Ketua Komisi Pemilihan Umum (KPU) Arief Budiman berpendapat tidak ada alasan kuat untuk mengubah pemilihan kepala daerah secara langsung dan mengembalikannya melalui DPRD. Pelaksanaan pilkada langsung sudah berjalan dengan baik sejak 2004 silam.
Pendapat ini disampaikan Arief merespons wacana yang dilontarkan Ketua DPR Bambang Soesatyo (Bamsoet) terkait kepala daerah dipilih kembali melalui DPRD.
“Semuanya sudah semakin baik. Jadi tidak ada alasan-alasan yang dapat digunakan untuk mengembalikan pemilu melalui DPRD," ucap Arief di Jakarta, Kamis (19/04).
Arief tidak sepakat dengan alasan, pilkada langsung membutuhkan ongkos politik yang besar. Menurutnya, justru undang-undang yang dibuat DPR dan pemerintah berupaya mengurangi biaya politik penyelenggaraan pilkada.

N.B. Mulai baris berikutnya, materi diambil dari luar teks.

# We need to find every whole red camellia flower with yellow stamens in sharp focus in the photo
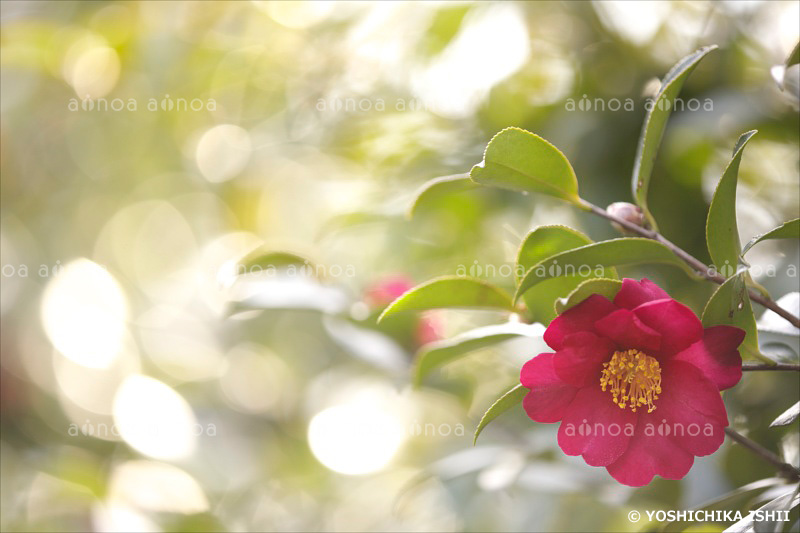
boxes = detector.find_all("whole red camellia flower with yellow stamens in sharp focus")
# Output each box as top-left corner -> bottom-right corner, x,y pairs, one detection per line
520,279 -> 744,487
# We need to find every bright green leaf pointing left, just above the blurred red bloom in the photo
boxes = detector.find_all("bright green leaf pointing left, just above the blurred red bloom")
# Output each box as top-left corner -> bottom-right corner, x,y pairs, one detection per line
378,276 -> 514,322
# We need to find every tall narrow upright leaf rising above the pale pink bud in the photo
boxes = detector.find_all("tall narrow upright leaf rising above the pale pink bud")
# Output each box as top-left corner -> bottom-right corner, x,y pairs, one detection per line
632,45 -> 717,229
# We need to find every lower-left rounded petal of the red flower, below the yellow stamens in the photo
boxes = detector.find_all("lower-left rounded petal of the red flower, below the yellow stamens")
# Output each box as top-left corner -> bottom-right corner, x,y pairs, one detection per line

Salah satunya, pembuatan alat peraga kampanye seperti spanduk, baliho dan poster kini dibebankan pada penyelenggara pilkada, bukan peserta pilkada. Hal itu tercantum dalam Undang-undang Nomor 10 tahun 2016 tentang Pilkada. Dalam undang-undang itu juga ada batasan penerimaan sumbangan dana kampanye bagi peserta pilkada.
“Kalau lihat tren regulasinya, semua berupaya membuat penyelenggaraan pemilu ini menjadi lebih baik, murah, efektif, dan efisien," katanya.
Selain itu, Arief mengatakan DPR dan pemerintah pun telah sepakat untuk memperkuat penyelenggara pilkada, yakni KPU, Bawaslu, dan Dewan Kehormatan Penyelenggara Pemilu (DKPP).
“Kalau sudah diperkuat, untuk apa pemilihannya tidak dilakukan melalui proses yang diselenggarakan oleh penyelenggara pemilu?" tanya Arief.
Arief menambahkan, KPU telah berupaya maksimal menyelenggarakan pilkada dan pemilu yang kredibel, transparan, dan akuntabel. Semua tahapan pemilu dan pilkada, ujar dia, dapat dipantau secara langsung oleh publik.
Misalnya mengenai perencanaan anggaran, Arief mengatakan KPU memberi tahu total anggaran yang akan digunakan. Publik dapat mengakses di laman resmi KPU.
"Jadi enggak ada lagi alasan bahwa anggaran kini tertutup, enggak terkontrol. Enggak ada," tambah dia.
Terkait tahap pemutakhiran data pemilih, publik juga dapat mengecek melalui sistem yang bernama Sidalih (sistem data pemilih). Begitu pula perihal penghitungan suara, baik dari tempat pemungutan suara (TPS) hingga rekapitulasi di KPU pusat, publik bisa mengawasi karena KPU mempublikasikannya di laman resmi.
“Bukan hanya angka-angka di TPS yang dipublikasi, tetapi juga berita acara yang ditandatangani di TPS," tandas Arief.